Severely ill COVID-19 patients often show excessive lung inflammation and acute respiratory distress syndrome leading to multiorgan failure and eventually death. Here, we will study the underlying cause of these excessive inflammatory responses and how to specifically counteract them.
Current treatment options for the devastating hyperinflammatory responses in COVID-19 patients are very limited. Since the development and distribution of a vaccine will take long (1-2 years), there is an urgent need for treatment of the most severely ill patients.

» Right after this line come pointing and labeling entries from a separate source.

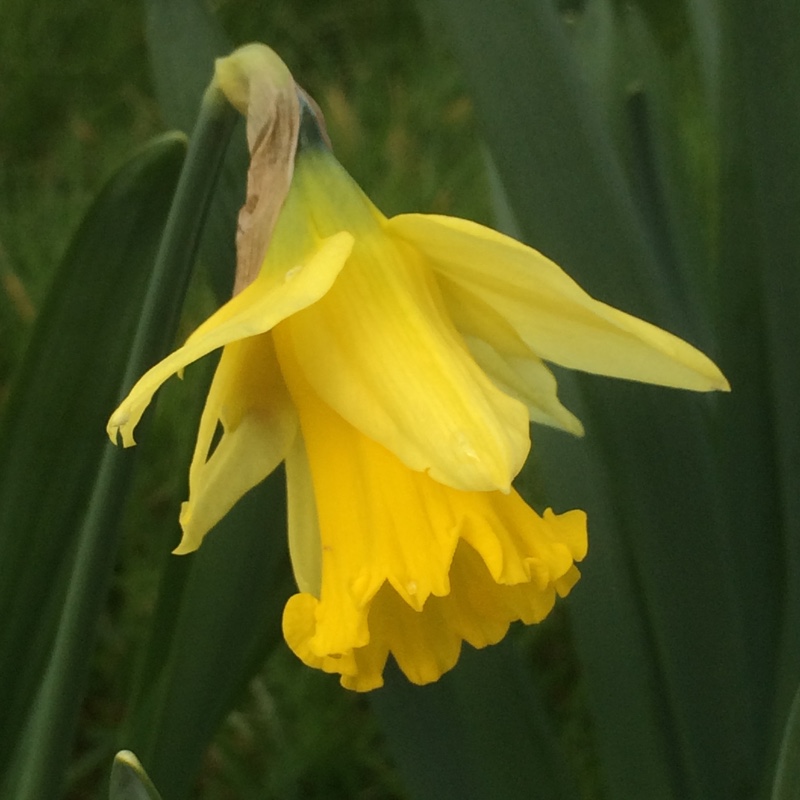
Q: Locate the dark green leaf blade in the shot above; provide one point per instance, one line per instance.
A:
(52, 436)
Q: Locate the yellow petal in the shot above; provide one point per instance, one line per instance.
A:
(305, 545)
(388, 536)
(249, 399)
(530, 381)
(270, 299)
(550, 312)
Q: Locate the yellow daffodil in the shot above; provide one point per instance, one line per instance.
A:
(395, 366)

We hypothesize that the IgG antibodies that are generated against the Spike protein of CoV-2 cause excessive lung inflammation and tissue damage in the most severe cases of COVID-19. It has been shown that the virus leading to SARS, SARS-CoV, causes severe inflammation and lung injury through anti-Spike IgG antibodies, by converting wound-healing lung macrophages into very pro-inflammatory cells. Our preliminary data demonstrates that in COVID-19 patients anti-SARS-CoV-2 IgGs very similarly break the wound-healing phenotype of human lung macrophages and airway epithelium. We identified that it is not only caused by the early rise and high titer of anti-Spike IgGs, but also because the anti-Spike IgGs of severe patients are intrinsically more pathogenic. Moreover, our data demonstrate that we can specifically counteract this hyperinflammation, using the FDA/EMA-approved therapeutic small molecule inhibitor Fostamatinib.
We will (1) unravel how anti-SARS-CoV-2 IgGs drive excessive inflammation by human lung macrophages and airway epithelium, and (2) test small molecule inhibitors that can be repurposed to counteract this. Combined, we will provide proof-of-concept for novel treatments of the most severely ill COVID-19 patients.